Effects of pH and Nanoparticle Concentration on Al2O3–H2O Nanofluid Stability

Abstract

Nanofluid stability is crucial for their long-term effectiveness in heat transfer applications. The current study evaluates parametrically the impact of several preparation methods, pH levels, and volumetric concentrations on the stability of Al₂O₃–H₂O nanofluids as opposed to the most common approach of additive surfactants. Characterization techniques, including scanning electron microscopy (SEM), optical sedimentation imaging, transmission electron microscopy (TEM), zeta potential measurements, and dynamic light scattering (DLS), were employed to quantify the short- and long-term stability of the resulting nanofluids based on nanoparticle morphology, agglomeration state, and electrostatic stabilization potential without the use of surfactants. This unique parametric study applies a wide array of characterization techniques on the same created samples for the first time to provide new insights of the colloid stability processes at play. In addition, the study uniquely assesses long-term (up to two months) surfactant-free electrostatic stabilization, offering a sustainable approach to nanofluid stability. The findings contribute to the development of universal nanofluid preparation guidelines, supporting their commercial scalability across diverse applications. The new insights indicated that an optimal pH level, around 4, significantly enhances the stability of Al₂O₃-H₂O nanofluids by maximizing the electrostatic repulsion between the suspended nanoparticles. Additionally, lower nanoparticle concentrations were found to improve stability, likely due to reduced particle interactions and aggregation.
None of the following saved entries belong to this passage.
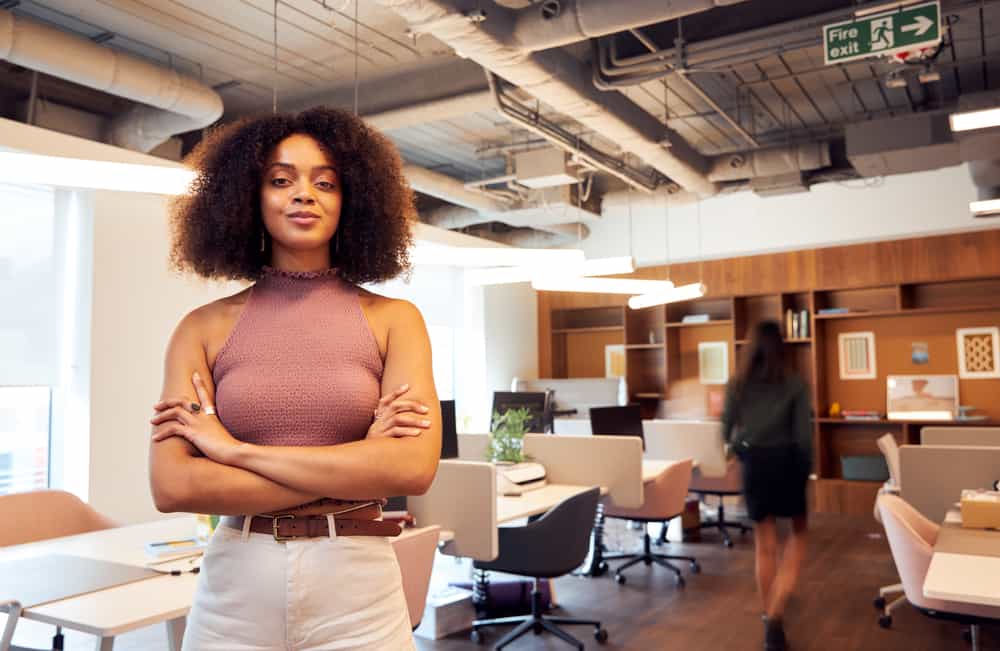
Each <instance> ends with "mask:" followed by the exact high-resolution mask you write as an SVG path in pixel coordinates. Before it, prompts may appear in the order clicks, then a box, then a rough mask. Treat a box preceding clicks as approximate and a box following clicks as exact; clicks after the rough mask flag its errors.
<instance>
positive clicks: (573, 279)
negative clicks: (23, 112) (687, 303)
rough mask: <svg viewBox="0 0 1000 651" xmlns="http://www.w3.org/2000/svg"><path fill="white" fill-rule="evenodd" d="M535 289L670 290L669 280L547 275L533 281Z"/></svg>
mask: <svg viewBox="0 0 1000 651" xmlns="http://www.w3.org/2000/svg"><path fill="white" fill-rule="evenodd" d="M531 286H532V288H534V289H537V290H539V291H543V292H591V293H594V294H633V295H635V294H651V293H659V292H666V291H669V290H670V289H671V288H672V287H673V286H674V285H673V283H671V282H670V281H669V280H632V279H630V278H578V277H572V276H562V277H560V276H555V277H551V276H547V277H545V278H536V279H534V280H532V281H531Z"/></svg>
The study also highlights the importance of preparation methods in achieving stable nanofluids, as different methods can influence the dispersion and stability of the suspended nanoparticles. These results underscore the critical role of pH control, nanoparticle concentration, and preparation methods in achieving stable nanofluids. This study also provides a framework for long-term, surfactant-free nanofluid characterization using multiple techniques applied to the same samples, supporting reproducibility and future thermophysical analysis.